WHY SHOULD THE REFERENCE FOR AlzheimUr BE A HOME?


We are told that Alzheimer illness causes progressive loss of all mental powers - the power to think, to remember and to reason (www.alzscot.org). But, what about the ability to feel and sense, how can the patient express himself or communicate if he cannot “go from his mind to his fingers anymore”? Could music or the arts help to act as a release for trapped emotions?
If the patient “feels at home” one could assume his security, self-respect and self-image would be reinforced - something similar happens to any guest that comes to one’s house for a visit. Knowing the patients’ life-story forms part of that initiative. By talking about the past and finding what is important, s/he is helped to FIND THE WAY HOME. Thus is would be significant to create an environment emphasising UNDERSTANDING rather than CHANGE.
If thought in its essence, the home is the site where humanity and identity of the individual are fostered. The home is a place where the architectural language and the culture of the individual are juxtaposed in order to intensify the 'human' aspect of the home and to recognise each element within the consciousness and conscientiousness of the individual.
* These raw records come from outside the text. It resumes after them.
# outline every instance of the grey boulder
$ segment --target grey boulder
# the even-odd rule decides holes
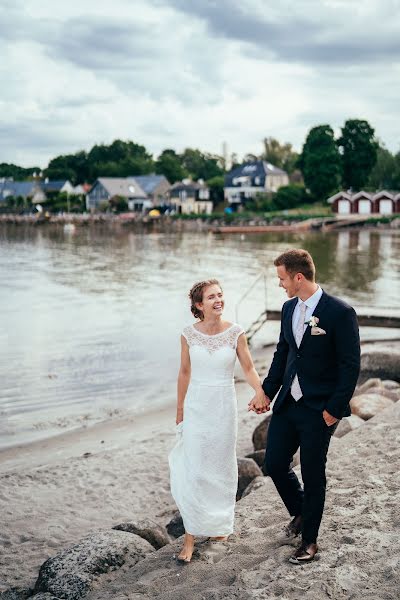
[[[34,593],[50,593],[63,600],[79,600],[93,581],[129,560],[136,564],[154,548],[144,539],[124,531],[100,531],[49,558],[40,568]]]
[[[148,541],[156,550],[171,543],[166,527],[159,525],[151,519],[141,519],[140,521],[129,521],[113,527],[117,531],[127,531],[134,533],[144,540]]]
[[[340,420],[339,425],[336,428],[335,433],[333,434],[335,437],[343,437],[350,431],[357,429],[361,425],[364,425],[364,420],[357,415],[351,415],[350,417],[345,417]]]
[[[371,377],[400,381],[400,352],[378,344],[365,350],[361,355],[360,383]]]
[[[267,445],[268,428],[272,415],[268,415],[257,425],[253,432],[254,450],[265,450]]]
[[[167,531],[169,535],[174,538],[181,537],[185,533],[185,528],[183,526],[183,519],[179,511],[177,511],[170,522],[167,525]]]
[[[381,394],[367,393],[350,400],[351,412],[364,421],[372,419],[378,412],[393,406],[393,400]]]
[[[262,471],[252,458],[238,458],[238,489],[236,500],[240,500],[244,490],[256,477],[262,477]]]

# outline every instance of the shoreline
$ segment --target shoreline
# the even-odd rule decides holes
[[[38,218],[35,215],[0,214],[0,226],[29,226],[46,228],[66,228],[66,232],[73,234],[77,228],[106,227],[111,230],[137,231],[140,233],[184,233],[184,232],[212,232],[218,235],[235,235],[238,233],[328,233],[330,231],[361,231],[383,230],[400,231],[400,214],[379,215],[371,213],[365,222],[360,222],[359,215],[350,215],[346,226],[325,228],[324,220],[330,224],[340,223],[342,218],[338,215],[276,215],[241,214],[237,216],[223,215],[185,215],[183,217],[160,216],[148,217],[140,214],[81,214],[69,213],[64,215],[50,215],[48,218]],[[358,217],[358,218],[357,218]],[[351,221],[354,221],[354,224]],[[219,231],[220,230],[220,231]],[[243,230],[243,231],[242,231]]]
[[[275,326],[277,328],[275,337],[277,338],[279,324],[276,322]],[[257,335],[257,343],[250,347],[250,351],[260,377],[263,377],[269,367],[266,357],[269,356],[269,360],[272,360],[277,340],[267,341],[267,337],[262,337],[262,331]],[[360,327],[360,335],[362,348],[377,343],[391,343],[400,340],[397,330],[394,329]],[[243,384],[246,387],[239,365],[235,368],[235,384]],[[164,403],[127,410],[121,415],[105,418],[88,425],[76,426],[37,440],[0,447],[0,475],[13,469],[24,469],[27,465],[29,468],[36,468],[44,462],[47,453],[50,458],[46,459],[46,464],[54,464],[58,460],[82,456],[87,452],[115,449],[118,445],[143,441],[152,430],[167,429],[174,422],[175,408],[175,386],[171,386]]]
[[[373,341],[369,333],[363,335],[368,346]],[[275,346],[264,348],[262,343],[252,348],[260,376],[274,350]],[[252,435],[263,417],[247,410],[253,391],[243,381],[239,365],[235,388],[241,458],[253,452]],[[174,439],[175,398],[162,409],[0,452],[0,593],[11,587],[32,588],[48,558],[88,534],[141,519],[165,526],[176,511],[168,469]],[[340,443],[341,438],[334,439],[332,458]],[[346,461],[351,464],[350,455]],[[244,505],[238,505],[238,517]],[[279,510],[283,514],[281,506]]]

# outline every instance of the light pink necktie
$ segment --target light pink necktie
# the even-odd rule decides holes
[[[294,339],[296,340],[296,344],[297,344],[298,348],[301,344],[301,340],[303,339],[303,335],[304,335],[304,319],[306,318],[306,309],[307,309],[307,305],[304,304],[304,302],[302,302],[300,304],[300,315],[299,315],[299,320],[297,321],[296,333],[294,336]],[[303,395],[297,374],[296,374],[295,378],[293,379],[292,387],[290,388],[290,393],[292,394],[292,396],[295,400],[300,400],[300,398]]]

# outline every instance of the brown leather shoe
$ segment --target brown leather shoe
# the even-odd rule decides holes
[[[317,544],[302,543],[301,546],[297,548],[296,552],[289,558],[289,562],[291,562],[293,565],[301,565],[305,562],[311,562],[314,560],[317,552]]]

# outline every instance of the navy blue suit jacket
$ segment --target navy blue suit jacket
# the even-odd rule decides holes
[[[298,298],[282,307],[281,332],[271,368],[263,382],[279,412],[294,376],[298,375],[303,399],[310,408],[326,409],[337,419],[350,415],[349,402],[360,372],[360,337],[354,309],[326,292],[313,312],[326,335],[311,335],[308,326],[300,347],[293,335],[292,317]]]

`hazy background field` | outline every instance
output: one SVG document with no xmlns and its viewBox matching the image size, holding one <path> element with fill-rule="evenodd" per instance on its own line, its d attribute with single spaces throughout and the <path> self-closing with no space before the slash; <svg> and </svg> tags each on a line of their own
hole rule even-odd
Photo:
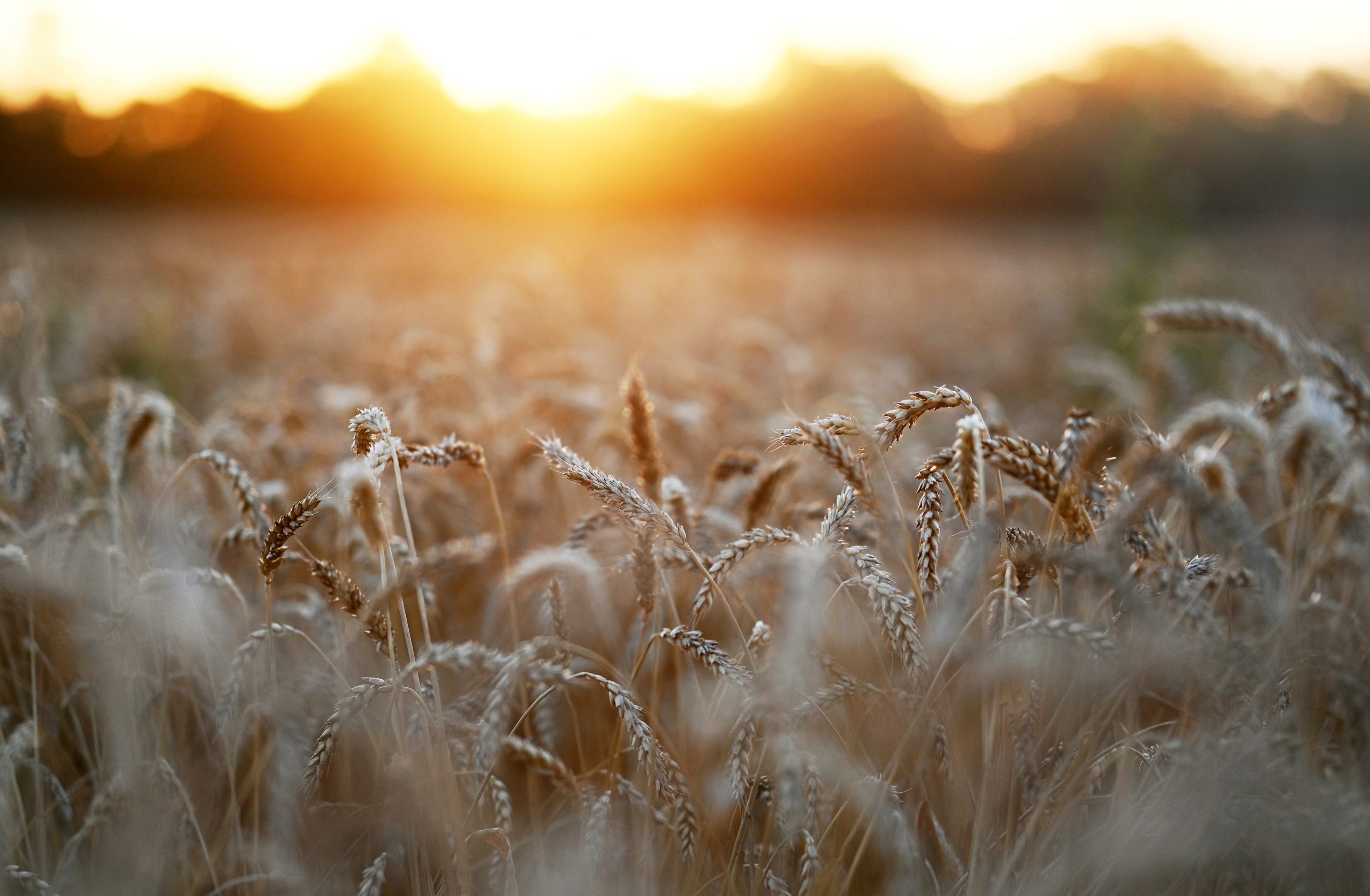
<svg viewBox="0 0 1370 896">
<path fill-rule="evenodd" d="M 1365 36 L 0 0 L 0 892 L 1365 893 Z"/>
</svg>

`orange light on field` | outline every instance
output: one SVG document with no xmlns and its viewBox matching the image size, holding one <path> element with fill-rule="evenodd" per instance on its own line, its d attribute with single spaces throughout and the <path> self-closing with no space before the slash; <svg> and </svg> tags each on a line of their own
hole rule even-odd
<svg viewBox="0 0 1370 896">
<path fill-rule="evenodd" d="M 745 99 L 788 47 L 886 59 L 969 101 L 1167 37 L 1237 66 L 1370 71 L 1363 0 L 5 0 L 0 100 L 74 93 L 110 114 L 201 85 L 279 105 L 396 44 L 464 105 L 551 116 Z"/>
</svg>

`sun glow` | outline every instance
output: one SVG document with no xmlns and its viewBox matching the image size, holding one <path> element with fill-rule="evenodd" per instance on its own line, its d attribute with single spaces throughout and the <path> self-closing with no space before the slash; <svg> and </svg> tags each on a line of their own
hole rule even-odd
<svg viewBox="0 0 1370 896">
<path fill-rule="evenodd" d="M 403 47 L 455 100 L 540 115 L 633 95 L 738 100 L 788 47 L 893 62 L 958 100 L 1077 64 L 1101 45 L 1178 37 L 1221 60 L 1366 71 L 1370 4 L 1306 0 L 3 0 L 0 99 L 78 96 L 93 111 L 192 85 L 271 105 Z"/>
</svg>

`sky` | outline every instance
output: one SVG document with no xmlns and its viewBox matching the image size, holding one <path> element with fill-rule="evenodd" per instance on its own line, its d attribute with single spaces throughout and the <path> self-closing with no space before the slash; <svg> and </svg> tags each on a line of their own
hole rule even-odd
<svg viewBox="0 0 1370 896">
<path fill-rule="evenodd" d="M 210 86 L 284 105 L 403 47 L 464 105 L 551 116 L 744 100 L 790 48 L 977 101 L 1163 38 L 1251 71 L 1370 75 L 1370 0 L 0 0 L 0 100 L 115 112 Z"/>
</svg>

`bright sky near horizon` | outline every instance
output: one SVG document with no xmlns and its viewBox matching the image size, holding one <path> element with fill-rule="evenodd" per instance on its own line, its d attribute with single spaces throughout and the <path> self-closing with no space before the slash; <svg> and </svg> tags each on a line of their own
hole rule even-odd
<svg viewBox="0 0 1370 896">
<path fill-rule="evenodd" d="M 459 103 L 544 115 L 744 99 L 786 48 L 978 100 L 1170 37 L 1249 70 L 1370 74 L 1370 0 L 0 0 L 0 99 L 108 112 L 200 85 L 285 104 L 397 41 Z"/>
</svg>

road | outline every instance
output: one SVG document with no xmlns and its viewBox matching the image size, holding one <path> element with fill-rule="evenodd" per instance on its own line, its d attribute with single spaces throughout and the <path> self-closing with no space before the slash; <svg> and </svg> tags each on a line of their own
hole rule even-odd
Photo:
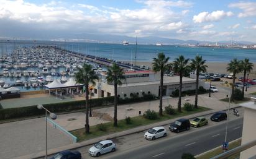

The house is thus not only a shelter but a cultural identity that is to be defined according to the inhabitant. It is the mirror of man's sentiments and a way of life. Limits, or boundaries, are not to be understood as that at which something stops. They are equally that at which something begins. As in the world of art, the house is not a collection of objects without a context.
It is a matter of 'feeling' the environment, its culture and peculiarity that becomes reinterpreted and visualised within the boundaries of the home. The 'home' is from where man originated and his history becomes felt when 'breathing' the house. “To breath” the house of Alzheimer patients could be way to understand their environment, and lead them BACK HOME.